I don't know of any other country whose citizens clap when a plane's wheels touch down in the homeland. The impressive happiness is an appropriate response to attempts by the opposition and its media minions to create a dreary, desperate atmosphere, as if everything in Israel was awful.

The once-Zionist Left has confused opposition to the government with opposition to the state itself. Its political talent and the media could have come to their senses, gotten over the shock of the last election, and said a few good words about the leadership whose decisions have made Israel into a happy superpower. Of course, this was too much to ask.

On every platform, from newspaper opinion pieces to the 11 o'clock news, "objective" journalists keep beating their drum of negativity. Political thinkers from the 17th and 18th centuries argued that people had agreed to live in state structures to work together to protect their personal safety and property. Israel is proof of a different theory. The Jews gathered in their historic homeland, willing to pay a heavy price for their personal safety, but out of a belief that living in Israel means something. The vital social cohesion is the result of a belief in a shared past and a vision of the future that unites us. Happiness is not measured by a person's income level, but rather by the meaning he or she finds in life.

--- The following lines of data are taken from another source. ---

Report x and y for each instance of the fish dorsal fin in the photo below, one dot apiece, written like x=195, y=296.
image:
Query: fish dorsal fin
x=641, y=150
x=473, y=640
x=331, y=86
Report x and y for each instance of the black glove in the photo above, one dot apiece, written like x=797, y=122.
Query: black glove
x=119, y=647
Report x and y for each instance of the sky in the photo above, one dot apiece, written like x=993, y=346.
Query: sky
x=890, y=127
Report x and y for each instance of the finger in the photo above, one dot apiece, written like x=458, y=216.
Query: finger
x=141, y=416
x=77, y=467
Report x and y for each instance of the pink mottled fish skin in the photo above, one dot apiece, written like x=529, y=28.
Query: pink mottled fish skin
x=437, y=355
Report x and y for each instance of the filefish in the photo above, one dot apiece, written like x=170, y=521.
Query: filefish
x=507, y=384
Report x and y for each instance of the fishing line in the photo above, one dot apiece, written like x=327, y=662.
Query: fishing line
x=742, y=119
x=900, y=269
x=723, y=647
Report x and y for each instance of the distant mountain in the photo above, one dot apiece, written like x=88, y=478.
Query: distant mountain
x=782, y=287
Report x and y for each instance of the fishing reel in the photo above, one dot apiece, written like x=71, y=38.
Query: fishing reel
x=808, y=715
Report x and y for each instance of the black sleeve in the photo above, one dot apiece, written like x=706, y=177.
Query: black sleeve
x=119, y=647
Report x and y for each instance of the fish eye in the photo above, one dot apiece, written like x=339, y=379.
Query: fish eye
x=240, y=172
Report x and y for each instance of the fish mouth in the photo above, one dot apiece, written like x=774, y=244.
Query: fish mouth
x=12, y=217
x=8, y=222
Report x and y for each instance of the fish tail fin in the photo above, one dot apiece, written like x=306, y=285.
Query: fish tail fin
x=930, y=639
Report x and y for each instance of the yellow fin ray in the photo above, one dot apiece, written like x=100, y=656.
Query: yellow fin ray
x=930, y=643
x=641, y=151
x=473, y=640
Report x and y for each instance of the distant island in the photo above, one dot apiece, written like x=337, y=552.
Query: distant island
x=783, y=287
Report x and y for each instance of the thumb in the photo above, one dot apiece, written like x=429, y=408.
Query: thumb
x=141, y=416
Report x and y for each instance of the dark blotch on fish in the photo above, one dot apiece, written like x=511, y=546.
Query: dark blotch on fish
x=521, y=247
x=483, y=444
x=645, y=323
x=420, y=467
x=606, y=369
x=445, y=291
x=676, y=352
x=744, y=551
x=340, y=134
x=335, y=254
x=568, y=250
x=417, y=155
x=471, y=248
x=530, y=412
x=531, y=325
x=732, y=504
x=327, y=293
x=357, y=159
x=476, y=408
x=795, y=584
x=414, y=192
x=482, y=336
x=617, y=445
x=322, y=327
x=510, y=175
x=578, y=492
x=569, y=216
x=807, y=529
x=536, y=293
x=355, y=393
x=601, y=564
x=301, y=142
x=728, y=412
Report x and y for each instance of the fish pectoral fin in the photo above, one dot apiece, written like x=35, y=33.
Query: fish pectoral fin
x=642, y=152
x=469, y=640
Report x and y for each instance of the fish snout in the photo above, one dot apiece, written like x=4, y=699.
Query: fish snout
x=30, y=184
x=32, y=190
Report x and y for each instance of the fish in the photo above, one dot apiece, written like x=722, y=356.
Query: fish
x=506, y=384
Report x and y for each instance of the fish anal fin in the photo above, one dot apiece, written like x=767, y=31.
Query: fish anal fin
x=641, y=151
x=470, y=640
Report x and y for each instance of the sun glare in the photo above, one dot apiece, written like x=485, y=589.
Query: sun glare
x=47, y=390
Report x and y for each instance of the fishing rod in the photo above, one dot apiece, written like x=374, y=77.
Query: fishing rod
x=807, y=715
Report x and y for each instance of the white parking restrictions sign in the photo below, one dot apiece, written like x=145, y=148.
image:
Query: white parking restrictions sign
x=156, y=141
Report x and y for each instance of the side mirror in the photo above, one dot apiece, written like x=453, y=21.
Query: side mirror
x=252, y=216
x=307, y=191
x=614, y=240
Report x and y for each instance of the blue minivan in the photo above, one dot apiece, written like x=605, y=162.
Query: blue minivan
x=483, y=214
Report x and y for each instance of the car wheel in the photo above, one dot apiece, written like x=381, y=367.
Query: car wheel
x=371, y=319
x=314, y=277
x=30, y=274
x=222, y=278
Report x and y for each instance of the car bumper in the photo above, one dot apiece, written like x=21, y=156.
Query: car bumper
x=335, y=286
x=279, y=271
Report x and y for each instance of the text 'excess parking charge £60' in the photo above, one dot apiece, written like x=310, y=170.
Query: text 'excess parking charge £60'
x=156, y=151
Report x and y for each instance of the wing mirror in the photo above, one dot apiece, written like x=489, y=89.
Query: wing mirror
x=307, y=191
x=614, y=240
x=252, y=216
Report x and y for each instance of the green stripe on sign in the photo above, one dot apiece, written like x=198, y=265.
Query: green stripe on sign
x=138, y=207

I've met happy tycoons and happy poor people. That explains the numbers that show that most Israelis are happy, even if they barely make enough to cover their monthly expenditures. The government has an obligation to the disadvantaged, but their patriotism and happiness aren't affected by their economic situation.

On Tuesday, a number of Israel Hayom employees took a guided tour of Hebron. At the Cave of the Patriarchs, everyone – religious and secular, right-wingers and those who lean left, young and old – felt that we all shared a heritage that connects us to this wonderful land. We aren't always cognizant of that in our day-to-day lives, but it exists deep in our souls and gives up hope that we will remain happy in our only home.

No court, low or high, can revoke the nation-state law that includes the deepest essence of the return to Zion, love of the land, and the boundless happiness of those who live here.